第49話
方や、無傷ではあるものの魔法を知らない魔法使い。
方や、戦闘専門の魔法使いでありながらも満身創痍。
朝来天津から見れば、互いに正と負の要素を持っているが故に、この戦いはどちらが勝つか分からない勝負であった。
しかし、それは当然と言えば当然。
そういう戦いになる様に、朝来天津が調整した。
その理由は、
「あの子が出来ることを全部がアタシがやったら、これからのチュー坊のためにならないだろう」
と、本人が聞けば、顔を青ざめそうな意見。
まるで経験値を稼がせる様な気軽な気持ちで命を削る死神と弟分をぶつける。正気を疑わせる出来事だったが、そんな状況でも天津はかなり楽観視していた。
「不憫だねぇ。レイブン」
その声が聞こえたわけではないだろうが、レイブンは雄叫びを上げながら、まっすぐ忠泰に向かって駆け出す。
それを見ながらポツリと言った。
「あの子には三重の加護が掛かってる。そんな簡単には
レイブンの左手が浅葱に触れた。
だが、魔力が忠泰に流れ込んでも命を落とす事はない。
案の定、"死"の魔法は完全に
「さて、アタシは例の男の子でも探しに行こうかねぇ」
そう言って、その場を離れる。
勝手知ったる自分の家。その少年がどこをどう通って逃げて行ったのか、大体の想像は出来る。

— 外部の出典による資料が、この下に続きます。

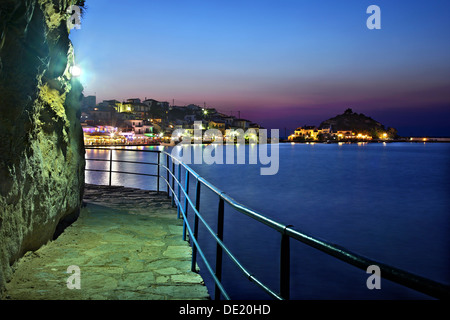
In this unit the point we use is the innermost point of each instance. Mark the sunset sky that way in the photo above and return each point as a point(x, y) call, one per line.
point(283, 63)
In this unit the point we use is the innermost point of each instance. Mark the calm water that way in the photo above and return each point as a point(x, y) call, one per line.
point(389, 202)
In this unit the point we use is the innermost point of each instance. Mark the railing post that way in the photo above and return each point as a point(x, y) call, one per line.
point(220, 220)
point(179, 186)
point(159, 171)
point(285, 268)
point(110, 167)
point(197, 207)
point(173, 182)
point(186, 188)
point(167, 175)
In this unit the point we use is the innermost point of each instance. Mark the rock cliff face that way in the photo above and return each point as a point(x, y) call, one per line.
point(41, 140)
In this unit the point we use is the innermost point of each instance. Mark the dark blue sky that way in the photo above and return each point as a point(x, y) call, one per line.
point(282, 63)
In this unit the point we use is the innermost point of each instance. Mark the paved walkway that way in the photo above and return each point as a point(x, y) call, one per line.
point(127, 244)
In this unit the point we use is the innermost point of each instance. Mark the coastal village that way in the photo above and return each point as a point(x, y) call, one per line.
point(152, 122)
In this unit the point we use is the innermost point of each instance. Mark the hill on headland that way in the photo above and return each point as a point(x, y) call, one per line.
point(357, 122)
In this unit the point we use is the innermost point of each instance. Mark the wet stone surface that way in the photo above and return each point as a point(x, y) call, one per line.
point(127, 244)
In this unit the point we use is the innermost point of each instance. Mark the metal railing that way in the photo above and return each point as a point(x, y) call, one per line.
point(175, 190)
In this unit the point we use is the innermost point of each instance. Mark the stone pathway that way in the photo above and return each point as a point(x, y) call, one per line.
point(127, 244)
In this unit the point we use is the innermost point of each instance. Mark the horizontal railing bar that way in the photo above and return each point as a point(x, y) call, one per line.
point(222, 245)
point(208, 266)
point(410, 280)
point(124, 172)
point(122, 149)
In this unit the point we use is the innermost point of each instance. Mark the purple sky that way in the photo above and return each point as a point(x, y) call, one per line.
point(282, 64)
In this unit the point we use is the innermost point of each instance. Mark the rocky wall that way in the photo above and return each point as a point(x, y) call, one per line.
point(41, 140)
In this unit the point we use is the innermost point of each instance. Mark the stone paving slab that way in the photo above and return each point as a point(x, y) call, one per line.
point(127, 244)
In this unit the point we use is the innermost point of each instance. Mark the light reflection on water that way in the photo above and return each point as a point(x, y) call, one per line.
point(389, 202)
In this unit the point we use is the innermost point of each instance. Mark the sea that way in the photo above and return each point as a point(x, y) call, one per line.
point(389, 202)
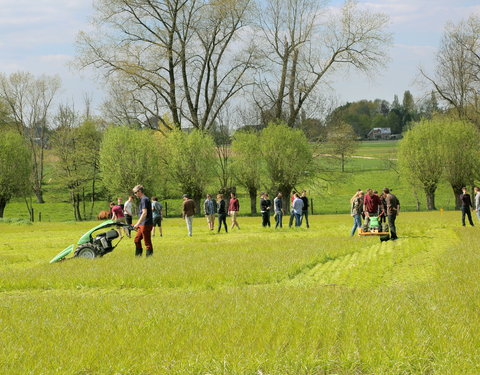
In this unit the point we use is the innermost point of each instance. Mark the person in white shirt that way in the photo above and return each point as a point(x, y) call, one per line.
point(128, 210)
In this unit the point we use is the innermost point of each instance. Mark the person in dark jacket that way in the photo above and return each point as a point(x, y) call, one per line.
point(466, 206)
point(222, 212)
point(393, 209)
point(265, 206)
point(304, 198)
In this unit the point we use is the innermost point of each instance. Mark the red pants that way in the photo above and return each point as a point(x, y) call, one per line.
point(144, 232)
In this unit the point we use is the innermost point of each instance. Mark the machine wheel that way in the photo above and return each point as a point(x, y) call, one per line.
point(86, 251)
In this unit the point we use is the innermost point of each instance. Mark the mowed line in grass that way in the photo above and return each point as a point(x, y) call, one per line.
point(210, 323)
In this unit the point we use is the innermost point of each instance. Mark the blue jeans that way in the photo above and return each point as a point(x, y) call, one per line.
point(357, 223)
point(278, 219)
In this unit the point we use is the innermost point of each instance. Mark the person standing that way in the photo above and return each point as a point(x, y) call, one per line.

大体のお膳立てを仕込んだはずなのに、まるでその結果には興味がないかの様に。
もちろん、彼女もこの戦いはどう移ろっていくのか、興味が無いわけではない。
しかし、それは過程の話。
先程も言った様に、勝負はどうなるのか分からない。だが、戦いの結果などはとうにわかりきっているのだから、わざわざ見届ける必要などあるまいて。
「ま、ここが頑張りどころだよ。チュー坊」
天津にとっては、経験を積ませるという事よりもさらに重大なことがあった。